Rare Variants in the Functional Domains of Complement Factor H Are Associated With Age-Related Macular Degeneration

Abstract

Purpose: Age-related macular degeneration (AMD) has a substantial genetic risk component, as evidenced by the risk from common genetic variants uncovered in the first genome-wide association studies. More recently, it has become apparent that rare genetic variants also play an independent role in AMD risk. We sought to determine if rare variants in complement factor H (CFH) played a role in AMD risk.

Methods: We had previously collected DNA from a large population of patients with advanced age-related macular degeneration (A-AMD) and controls for targeted deep sequencing of candidate AMD risk genes. In this analysis, we tested for an increased burden of rare variants in CFH in 1665 cases and 752 controls from this cohort.

Results: We identified 65 missense, nonsense, or splice-site mutations with a minor allele frequency ≤ 1%. Rare variants with minor allele frequency ≤ 1% (odds ratio [OR] = 1.5, P = 4.4 × 10⁻²), 0.5% (OR = 1.6, P = 2.6 × 10⁻²), and all singletons (OR = 2.3, P = 3.3 × 10⁻²) were enriched in A-AMD cases. Moreover, we observed loss-of-function rare variants (nonsense, splice-site, and loss of a conserved cysteine) in 10 cases and serum levels of FH were decreased in all 5 with an available sample (haploinsufficiency). Further, rare variants in the major functional domains of CFH were increased in cases (OR = 3.2; P = 1.4 × 10⁻³) and the magnitude of the effect correlated with the disruptive nature of the variant, location in an active site, and inversely with minor allele frequency.

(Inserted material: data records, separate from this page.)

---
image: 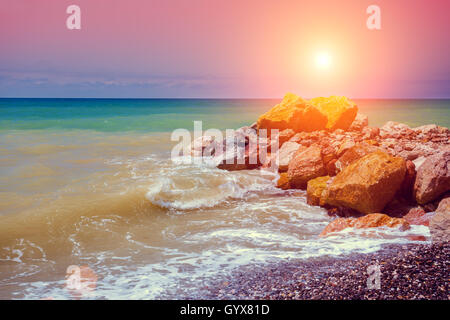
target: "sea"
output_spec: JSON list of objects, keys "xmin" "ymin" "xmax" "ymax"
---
[{"xmin": 0, "ymin": 98, "xmax": 450, "ymax": 299}]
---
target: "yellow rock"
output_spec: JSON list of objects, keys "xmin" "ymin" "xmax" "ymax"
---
[
  {"xmin": 309, "ymin": 96, "xmax": 358, "ymax": 131},
  {"xmin": 306, "ymin": 176, "xmax": 330, "ymax": 206},
  {"xmin": 320, "ymin": 213, "xmax": 410, "ymax": 237},
  {"xmin": 257, "ymin": 93, "xmax": 328, "ymax": 132},
  {"xmin": 277, "ymin": 172, "xmax": 291, "ymax": 190}
]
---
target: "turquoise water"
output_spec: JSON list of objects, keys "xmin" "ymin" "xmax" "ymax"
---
[{"xmin": 0, "ymin": 99, "xmax": 450, "ymax": 132}]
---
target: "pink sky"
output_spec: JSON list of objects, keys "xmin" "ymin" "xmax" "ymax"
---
[{"xmin": 0, "ymin": 0, "xmax": 450, "ymax": 98}]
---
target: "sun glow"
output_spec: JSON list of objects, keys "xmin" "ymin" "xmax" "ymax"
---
[{"xmin": 316, "ymin": 52, "xmax": 331, "ymax": 69}]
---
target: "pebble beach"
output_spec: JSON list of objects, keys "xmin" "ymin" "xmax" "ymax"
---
[{"xmin": 203, "ymin": 242, "xmax": 450, "ymax": 300}]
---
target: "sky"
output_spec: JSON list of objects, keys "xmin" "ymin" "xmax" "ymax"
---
[{"xmin": 0, "ymin": 0, "xmax": 450, "ymax": 98}]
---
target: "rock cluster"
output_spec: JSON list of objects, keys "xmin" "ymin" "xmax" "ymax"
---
[{"xmin": 191, "ymin": 93, "xmax": 450, "ymax": 239}]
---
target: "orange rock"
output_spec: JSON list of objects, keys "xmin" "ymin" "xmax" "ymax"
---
[
  {"xmin": 309, "ymin": 96, "xmax": 358, "ymax": 131},
  {"xmin": 336, "ymin": 143, "xmax": 381, "ymax": 171},
  {"xmin": 277, "ymin": 172, "xmax": 291, "ymax": 190},
  {"xmin": 320, "ymin": 213, "xmax": 410, "ymax": 237},
  {"xmin": 288, "ymin": 145, "xmax": 326, "ymax": 189},
  {"xmin": 257, "ymin": 93, "xmax": 328, "ymax": 132},
  {"xmin": 326, "ymin": 151, "xmax": 406, "ymax": 213},
  {"xmin": 306, "ymin": 176, "xmax": 330, "ymax": 206}
]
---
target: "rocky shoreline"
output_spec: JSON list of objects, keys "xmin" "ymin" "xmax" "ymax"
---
[
  {"xmin": 200, "ymin": 242, "xmax": 450, "ymax": 300},
  {"xmin": 189, "ymin": 93, "xmax": 450, "ymax": 242}
]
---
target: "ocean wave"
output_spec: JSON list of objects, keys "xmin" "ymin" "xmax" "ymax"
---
[{"xmin": 146, "ymin": 165, "xmax": 279, "ymax": 210}]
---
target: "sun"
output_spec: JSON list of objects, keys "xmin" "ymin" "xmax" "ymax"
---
[{"xmin": 316, "ymin": 52, "xmax": 331, "ymax": 69}]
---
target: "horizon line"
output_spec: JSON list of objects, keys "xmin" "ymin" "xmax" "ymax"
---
[{"xmin": 0, "ymin": 96, "xmax": 450, "ymax": 100}]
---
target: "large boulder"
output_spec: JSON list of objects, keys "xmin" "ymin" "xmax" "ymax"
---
[
  {"xmin": 348, "ymin": 112, "xmax": 369, "ymax": 131},
  {"xmin": 397, "ymin": 160, "xmax": 417, "ymax": 200},
  {"xmin": 326, "ymin": 151, "xmax": 406, "ymax": 213},
  {"xmin": 309, "ymin": 96, "xmax": 358, "ymax": 131},
  {"xmin": 335, "ymin": 142, "xmax": 381, "ymax": 171},
  {"xmin": 278, "ymin": 141, "xmax": 304, "ymax": 172},
  {"xmin": 288, "ymin": 145, "xmax": 326, "ymax": 189},
  {"xmin": 257, "ymin": 93, "xmax": 328, "ymax": 132},
  {"xmin": 306, "ymin": 176, "xmax": 330, "ymax": 206},
  {"xmin": 215, "ymin": 127, "xmax": 260, "ymax": 171},
  {"xmin": 320, "ymin": 213, "xmax": 410, "ymax": 237},
  {"xmin": 414, "ymin": 150, "xmax": 450, "ymax": 204},
  {"xmin": 277, "ymin": 172, "xmax": 291, "ymax": 190},
  {"xmin": 430, "ymin": 197, "xmax": 450, "ymax": 242}
]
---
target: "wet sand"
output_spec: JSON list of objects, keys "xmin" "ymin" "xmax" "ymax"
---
[{"xmin": 202, "ymin": 242, "xmax": 450, "ymax": 300}]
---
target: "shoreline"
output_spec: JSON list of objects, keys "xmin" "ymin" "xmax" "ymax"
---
[{"xmin": 199, "ymin": 242, "xmax": 450, "ymax": 300}]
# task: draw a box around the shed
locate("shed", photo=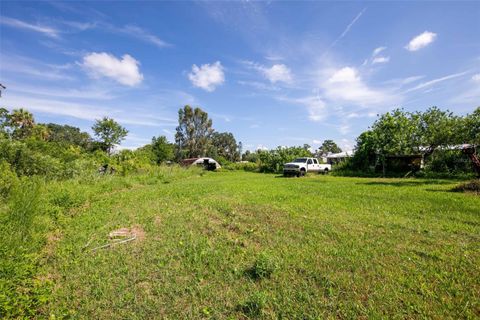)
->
[325,151,353,164]
[181,157,221,170]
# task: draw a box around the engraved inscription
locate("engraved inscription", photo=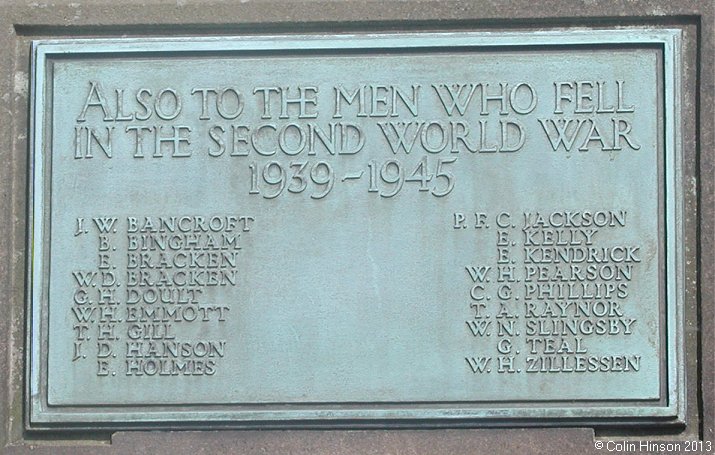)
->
[33,36,670,420]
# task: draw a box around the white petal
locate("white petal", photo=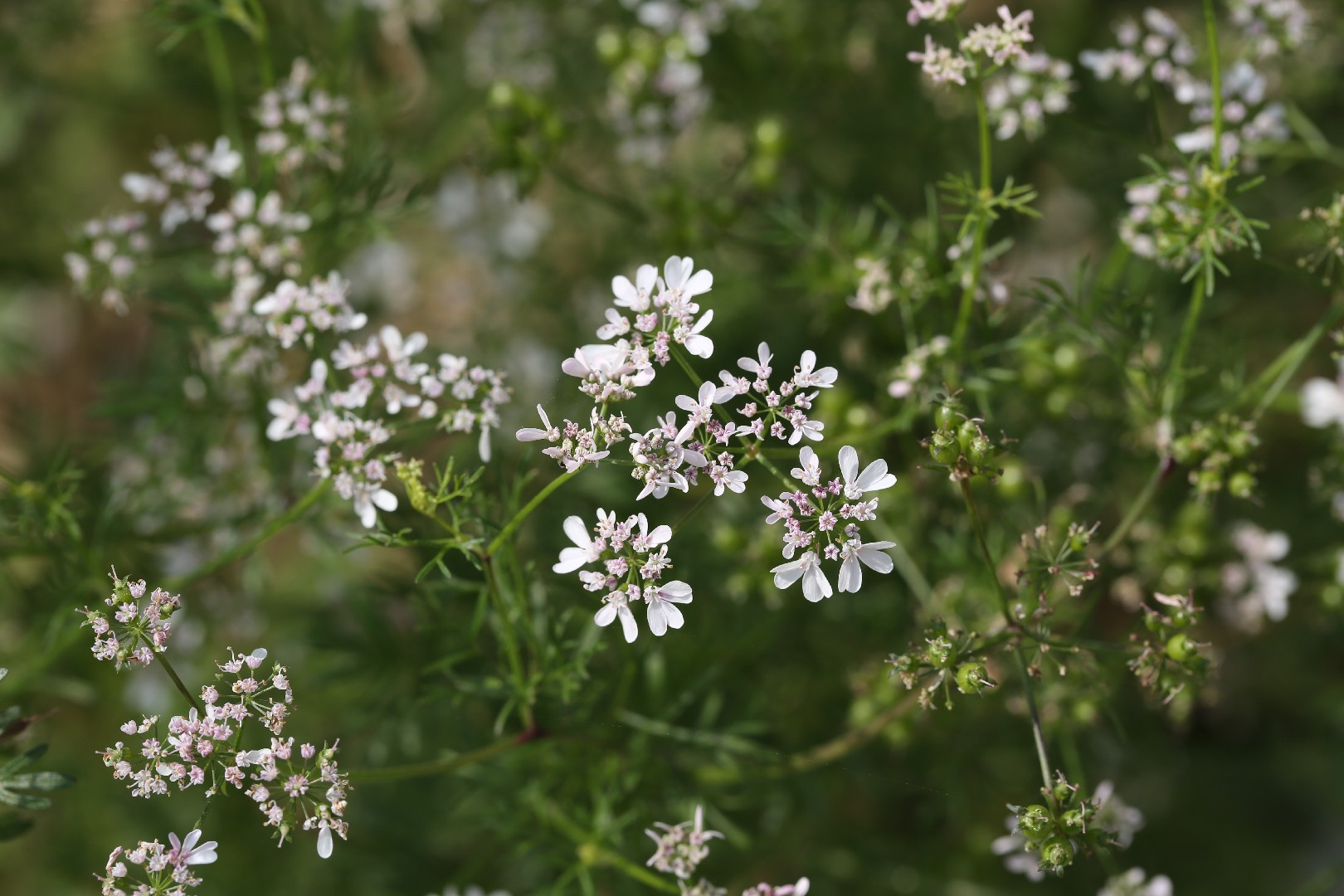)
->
[840,445,859,485]
[617,606,640,644]
[317,821,334,859]
[564,516,592,551]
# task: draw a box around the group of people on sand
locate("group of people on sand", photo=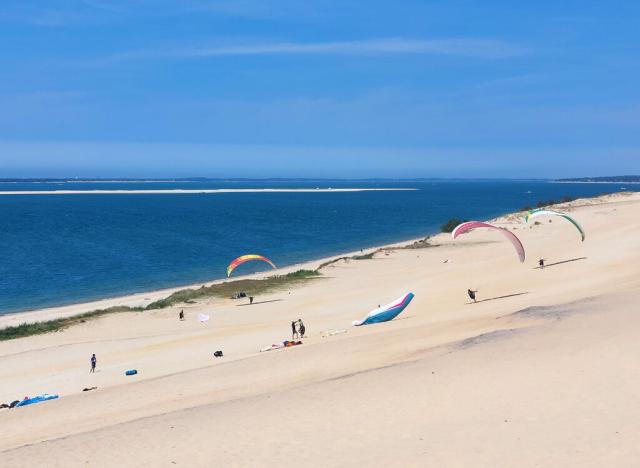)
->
[291,319,307,340]
[467,258,545,302]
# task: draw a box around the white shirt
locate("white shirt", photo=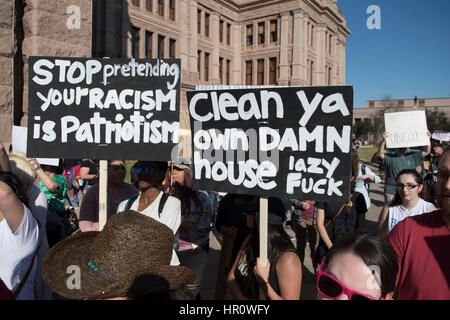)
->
[117,191,181,266]
[387,198,433,233]
[0,205,39,300]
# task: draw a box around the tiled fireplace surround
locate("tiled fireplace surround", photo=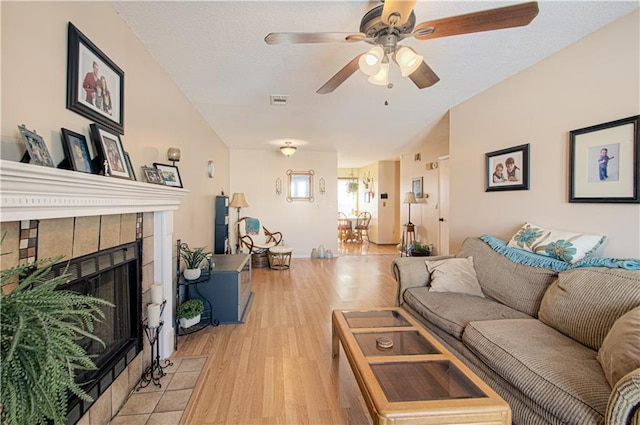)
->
[0,160,188,425]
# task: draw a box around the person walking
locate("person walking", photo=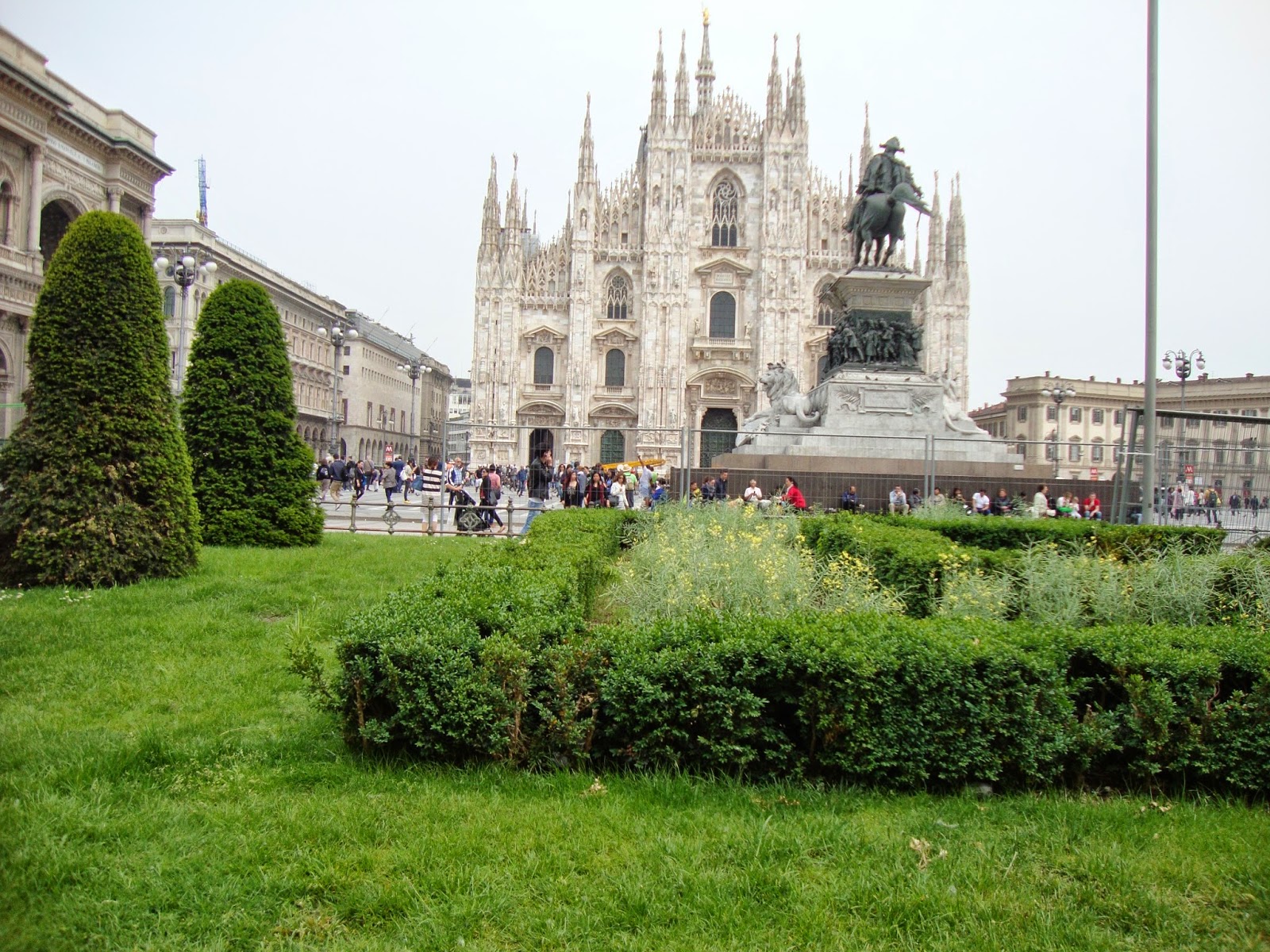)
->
[379,465,398,505]
[781,476,806,512]
[521,447,552,536]
[586,470,608,508]
[330,455,348,503]
[419,455,446,533]
[478,466,506,532]
[560,470,582,509]
[887,486,908,516]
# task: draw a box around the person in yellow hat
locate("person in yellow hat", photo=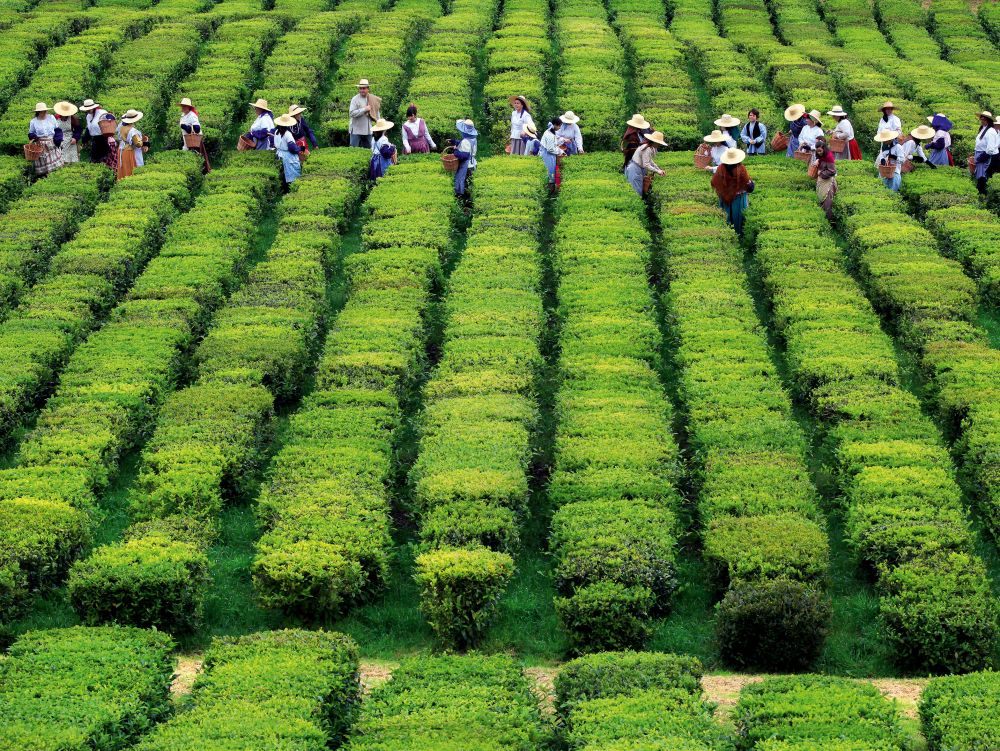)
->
[52,102,83,164]
[28,102,63,176]
[243,99,274,151]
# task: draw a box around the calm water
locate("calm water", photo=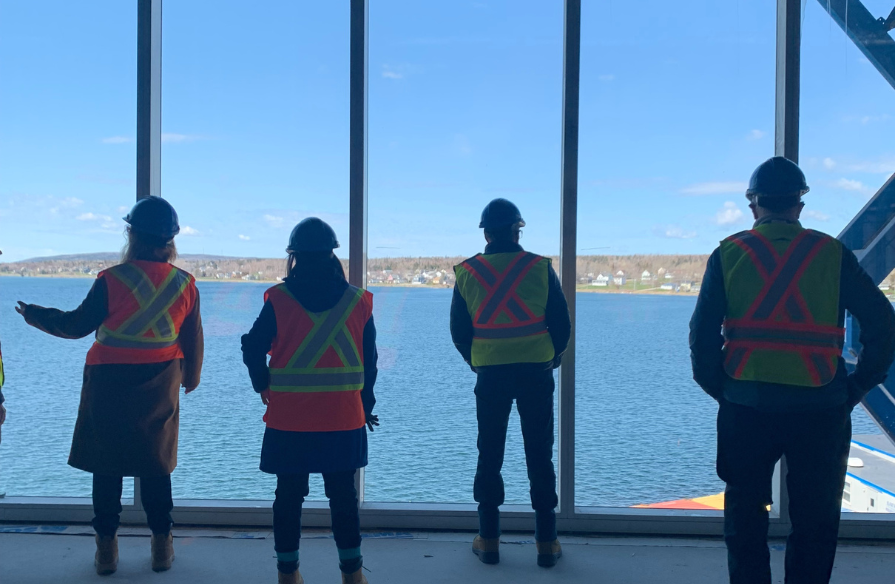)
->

Conclusions: In this large A-AMD cohort, rare variants in the CFH gene were enriched and tended to be located in functional sites or led to low serum levels. These data, combined with those indicating a similar, but even more striking, increase in rare variants found in CFI, strongly implicate complement activation in A-AMD etiopathogenesis as CFH and CFI interact to inhibit the alternative pathway.

Figure 1

Rare CFH variants within CCP1-4 repeats cluster at the C3b:FH interface. Variants present only in A-AMD cases are shown in purple or red. Variants that are nonsense or remove a conserved cysteine are shown in red (these are only seen in cases). Variants seen only in controls are shown in green. One variant was observed in both cases and controls (magenta). The variants in repeats CCP3 contact the CUB domain and variants in repeats CCP4 contact the TED of C3b. Complement component 3 α-chain is in teal (foreground) and the β-chain is in red (background). The structure of FH and C3b (PDB ID 2wII) was displayed in Pymol (Delano Scientific). C345C (NTR – Netrin C-terminal domain); CUB, complement C1r/C1s, Uegf, Bmp1; TED, thioester domain.

Figure 2

Complement Factor H rare variants in CCP20 cluster near R1210C. Factor H CCP19-20 is in orange; C3d is in teal. Variant R1210C is shown in black (arrow). The crystal structure of CCP19-20 contains two C3d fragments (PDB ID 2XQW) and was displayed in Pymol (Delano Scientific). Mutations seen only in A-AMD cases are shown in dark blue. The CCP19 variant (Q1143E, in one control) is not present in the crystal structure. The rare variants cluster on the same face as R1210C, known to affect heparin/GAG binding.